Background & aims: We used patient-derived organoids (PDOs) to study the epithelial-specific transcriptional and secretome signatures of the ileum during Crohn's disease (CD) with varying phenotypes to screen for disease profiles and potential druggable targets.
Methods: RNA sequencing was performed on isolated intestinal crypts and 3-week-old PDOs derived from ileal biopsies of CD patients (n = 8 B1, inflammatory; n = 8 B2, stricturing disease) and non-inflammatory bowel disease (IBD) controls (n = 13). Differentially expressed (DE) genes were identified by comparing CD vs control, B1 vs B2, and inflamed vs non-inflamed. DE genes were used for computational screening to find candidate small molecules that could potentially reverse B1and B2 gene signatures.
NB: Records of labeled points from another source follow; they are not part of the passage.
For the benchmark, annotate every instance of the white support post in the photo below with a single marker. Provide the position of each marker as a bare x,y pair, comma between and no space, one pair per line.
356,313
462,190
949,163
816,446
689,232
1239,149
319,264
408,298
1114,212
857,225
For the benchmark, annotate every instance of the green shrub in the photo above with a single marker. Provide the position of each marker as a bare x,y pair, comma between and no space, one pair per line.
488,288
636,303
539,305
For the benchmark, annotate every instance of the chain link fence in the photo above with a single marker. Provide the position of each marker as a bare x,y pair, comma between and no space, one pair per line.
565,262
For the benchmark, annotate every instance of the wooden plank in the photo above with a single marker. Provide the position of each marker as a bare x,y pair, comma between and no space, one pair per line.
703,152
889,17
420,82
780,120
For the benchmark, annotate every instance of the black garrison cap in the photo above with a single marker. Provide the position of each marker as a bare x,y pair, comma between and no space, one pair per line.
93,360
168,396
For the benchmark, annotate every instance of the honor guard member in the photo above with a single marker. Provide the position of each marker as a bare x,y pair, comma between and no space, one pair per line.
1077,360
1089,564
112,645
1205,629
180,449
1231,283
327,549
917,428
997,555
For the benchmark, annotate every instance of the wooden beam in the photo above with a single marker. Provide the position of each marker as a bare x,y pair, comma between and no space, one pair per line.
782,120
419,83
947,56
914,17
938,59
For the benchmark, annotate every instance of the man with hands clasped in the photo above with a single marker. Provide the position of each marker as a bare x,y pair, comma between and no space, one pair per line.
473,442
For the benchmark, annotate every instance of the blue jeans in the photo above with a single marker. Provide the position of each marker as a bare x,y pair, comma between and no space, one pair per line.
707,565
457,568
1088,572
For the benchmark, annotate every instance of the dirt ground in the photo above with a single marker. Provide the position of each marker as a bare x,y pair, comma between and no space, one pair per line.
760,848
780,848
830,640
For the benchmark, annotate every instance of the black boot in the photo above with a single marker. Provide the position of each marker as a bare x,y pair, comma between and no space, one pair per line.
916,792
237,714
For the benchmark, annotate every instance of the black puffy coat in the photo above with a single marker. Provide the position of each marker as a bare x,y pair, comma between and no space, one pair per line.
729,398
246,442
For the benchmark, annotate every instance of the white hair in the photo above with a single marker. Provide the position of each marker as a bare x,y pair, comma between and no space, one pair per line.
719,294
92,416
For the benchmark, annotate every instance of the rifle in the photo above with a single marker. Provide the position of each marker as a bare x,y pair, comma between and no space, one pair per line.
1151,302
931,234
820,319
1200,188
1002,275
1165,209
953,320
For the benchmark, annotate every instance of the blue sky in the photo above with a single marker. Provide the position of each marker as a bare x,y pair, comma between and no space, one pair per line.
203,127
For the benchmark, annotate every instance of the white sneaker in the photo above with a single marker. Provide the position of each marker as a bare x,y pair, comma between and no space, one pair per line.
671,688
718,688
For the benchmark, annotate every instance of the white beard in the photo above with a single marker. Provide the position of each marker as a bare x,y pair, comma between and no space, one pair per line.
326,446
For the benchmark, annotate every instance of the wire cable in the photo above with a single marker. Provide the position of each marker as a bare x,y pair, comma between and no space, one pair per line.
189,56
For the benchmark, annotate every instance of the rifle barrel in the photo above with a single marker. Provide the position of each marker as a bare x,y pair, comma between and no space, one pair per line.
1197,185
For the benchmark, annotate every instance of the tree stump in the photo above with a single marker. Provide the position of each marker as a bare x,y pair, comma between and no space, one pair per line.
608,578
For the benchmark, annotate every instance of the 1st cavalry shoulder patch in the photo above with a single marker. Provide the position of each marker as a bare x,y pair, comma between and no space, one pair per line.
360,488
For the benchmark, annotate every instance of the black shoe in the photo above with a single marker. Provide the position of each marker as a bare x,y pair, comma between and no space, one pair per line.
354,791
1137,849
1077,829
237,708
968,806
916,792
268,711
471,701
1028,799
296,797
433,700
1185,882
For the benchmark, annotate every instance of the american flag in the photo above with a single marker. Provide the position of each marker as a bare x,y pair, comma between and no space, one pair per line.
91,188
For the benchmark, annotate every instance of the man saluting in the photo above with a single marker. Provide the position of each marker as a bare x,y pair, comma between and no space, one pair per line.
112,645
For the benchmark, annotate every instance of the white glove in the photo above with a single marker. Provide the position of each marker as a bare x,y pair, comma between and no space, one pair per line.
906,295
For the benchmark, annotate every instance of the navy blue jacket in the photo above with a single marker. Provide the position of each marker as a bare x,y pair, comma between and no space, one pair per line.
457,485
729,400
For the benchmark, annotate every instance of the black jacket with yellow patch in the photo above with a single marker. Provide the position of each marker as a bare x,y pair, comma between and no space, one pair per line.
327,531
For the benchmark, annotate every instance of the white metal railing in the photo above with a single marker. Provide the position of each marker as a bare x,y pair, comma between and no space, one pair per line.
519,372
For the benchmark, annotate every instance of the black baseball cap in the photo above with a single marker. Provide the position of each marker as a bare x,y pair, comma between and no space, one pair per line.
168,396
The secretome of a second cohort (n = 6 non-IBD controls, n = 7 CD, 5 non-inflamed, 2 inflamed) was tested by Luminex using cultured organoid conditioned medium.
Results: We found 90% similarity in both the identity and abundance of protein coding genes between PDOs and intestinal crypts (15,554 transcripts of 19,900 genes). DE analysis identified 814 genes among disease group (CD vs non-IBD control), 470 genes different between the CD phenotypes, and 5 false discovery rate correction significant genes between inflamed and non-inflamed CD. The PDOs showed both similarity and diversity in the levels and types of soluble cytokines and growth factors they released. Perturbagen analysis revealed potential candidate compounds to reverse B2 disease phenotype to B1 in PDOs.
Conclusions: PDOs are similar at the transcriptome level with the in vivo epithelium and retain disease-specific gene expression for which we have identified secretome products, druggable targets, and corresponding pharmacologic agents. Targeting the epithelium could reverse a stricturing phenotype and improve outcomes.
Keywords: Children; Epigenetics; Human Intestinal Organoids; Inflammatory Bowel Disease; Intestinal Epithelium; Secretome.